NY Times Revealed that Harris is losing Black Voters
Recent data suggests that Vice President Kamala Harris may carry a slimmer majority of the Black vote in the 2024 presidential election than previously anticipated.
The New York Times acknowledged on Saturday that Harris has significant work to do in the next few weeks if she's going to achieve the same level of Black support as previous Democrat presidential candidates.
In 2016, Hillary Clinton pulled 92% of the Black vote. In 2020, President Joe Biden pulled a smaller but still commanding 90%. According to the most recent NY Times/Siena College poll from last week, Harris is only earning 78% support among Black voters. Over the last eight years, Black support for the Republican candidate has more than doubled since 2016 and currently stands at 15%.
The steady drift of Black voters away from the Democratic Party can be traced to decades of taking the demographic for granted. The outlet spoke to Black Trump supporters who said that many have grown weary of the Democrats consistent playing of the "race card" while their neighborhoods and incomes degrade under Democratic Party rule.

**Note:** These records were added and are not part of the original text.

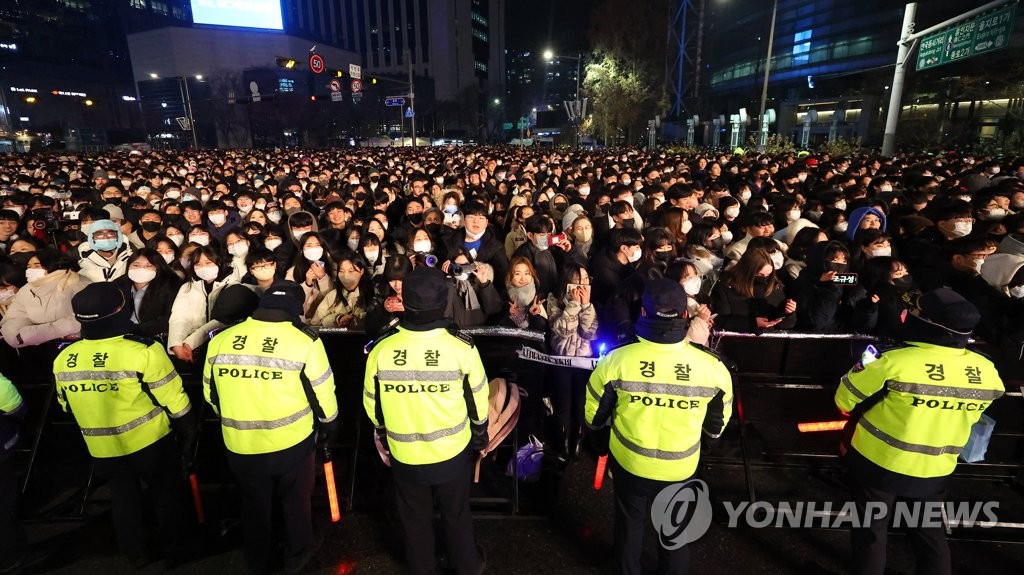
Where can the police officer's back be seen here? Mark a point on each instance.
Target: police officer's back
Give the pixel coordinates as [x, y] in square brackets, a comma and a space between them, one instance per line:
[911, 413]
[269, 380]
[125, 396]
[426, 390]
[658, 395]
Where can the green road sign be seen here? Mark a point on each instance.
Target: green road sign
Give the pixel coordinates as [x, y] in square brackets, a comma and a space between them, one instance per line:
[975, 37]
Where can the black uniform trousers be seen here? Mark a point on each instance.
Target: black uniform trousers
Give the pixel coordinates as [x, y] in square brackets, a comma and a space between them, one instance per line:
[634, 496]
[286, 476]
[415, 501]
[929, 543]
[159, 467]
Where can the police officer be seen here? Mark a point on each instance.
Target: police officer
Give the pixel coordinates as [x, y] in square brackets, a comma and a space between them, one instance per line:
[425, 388]
[269, 380]
[657, 394]
[12, 411]
[911, 411]
[125, 396]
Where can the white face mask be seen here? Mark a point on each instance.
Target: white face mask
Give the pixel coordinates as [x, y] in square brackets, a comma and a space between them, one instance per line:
[239, 250]
[312, 254]
[207, 273]
[141, 275]
[963, 228]
[691, 285]
[33, 273]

"They sweep table scraps off the table like we're a trained dog and say, 'This is for you,'" LaPage Drake, 63, of Cedar Hill, Texas, just outside Dallas, said of the Democratic Party. "And we clap like trained seals."

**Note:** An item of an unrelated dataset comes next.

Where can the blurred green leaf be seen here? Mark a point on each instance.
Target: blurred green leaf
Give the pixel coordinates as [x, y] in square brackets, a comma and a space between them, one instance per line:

Drake, who owns a tree removal service, said he would back Trump. "Regardless of how people call him racist and stuff, he is for the country of America," Drake said.
Harris has attempted to do a better job of outreach to the younger Black male vote, touring historically Black colleges and universities and scheduling a town hall style event next week with popular podcast "The Breakfast Club."
The poll noted that 75% of Black voters feel Harris would do a better job of handling issues important to them than Trump. Yet that still leaves 17% who feel Trump would do a better job, a colossal jump from when the former president first ran eight years ago.
The NY Times/Siena poll surveyed 589 Black voters from Sept 29. To Oct. 6 with a sampling error of +/- 5.6 percentage points.